The plaintiffs in the case applauded the decision.

"We're relieved that the court has blocked another cruel and harmful attempt to criminalize abortion care and intrude on Arkansans' deeply personal medical decisions," ACLU of Arkansas Executive Director Holly Dickson said, according to the Associated Press. Brandon Hill, president and CEO of Planned Parenthood Great Plains, added the decision "demonstrates that the court fully understands the harmful and immediate effects this law would have on Arkansans."

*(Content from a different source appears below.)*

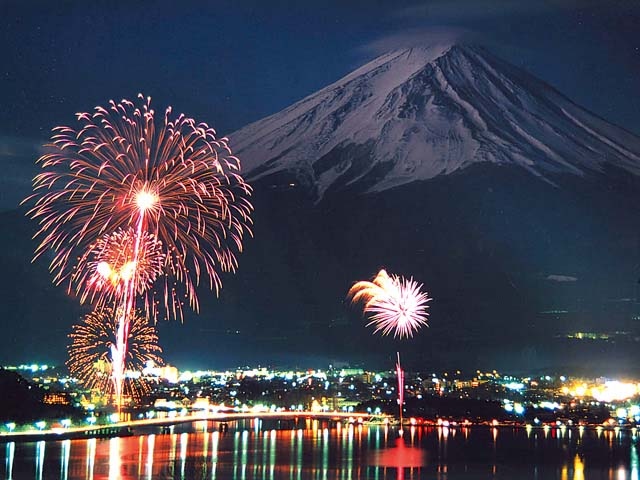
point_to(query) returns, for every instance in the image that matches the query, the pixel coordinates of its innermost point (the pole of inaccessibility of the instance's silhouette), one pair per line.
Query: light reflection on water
(323, 450)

Arkansas Republicans were clear that the intention of the near-total ban on abortions was to advance to the Supreme Court and directly challenge precedents establishing a constitutional right to abortion. Speaking in March, Governor Asa Hutchinson (R) said the "whole design" of the law was to go before the Supreme Court after President Donald Trump appointed Justice Amy Coney Barrett to fill the vacancy left by the late Justice Ruth Bader Ginsburg, which purportedly created a 6-3 conservative majority on the court. "It is not constitutional under Supreme Court cases right now," Hutchinson said at the time. "I signed it because it is a direct challenge to Roe v. Wade. That was the intent of it." Arkansas has enacted 20 pro-life laws this year, the most of any state since 1978. In 2019, Hutchinson signed a law that would ban abortions in the event that Roe v. Wade is overturned. Another 2019 Arkansas law that would ban abortions after 18 weeks into a woman's pregnancy and ban selective abortions of unborn children diagnosed with Down syndrome was temporarily blocked in January amid an ongoing legal challenge. In May, the U.S. Supreme Court agreed to hear a case challenging a Mississippi law that would ban abortions after 15 weeks of pregnancy, with some exceptions. The expected landmark decision could determine whether it is legal to outlaw abortions before an unborn baby could survive outside the womb, which is generally considered to occur at 22 weeks or later.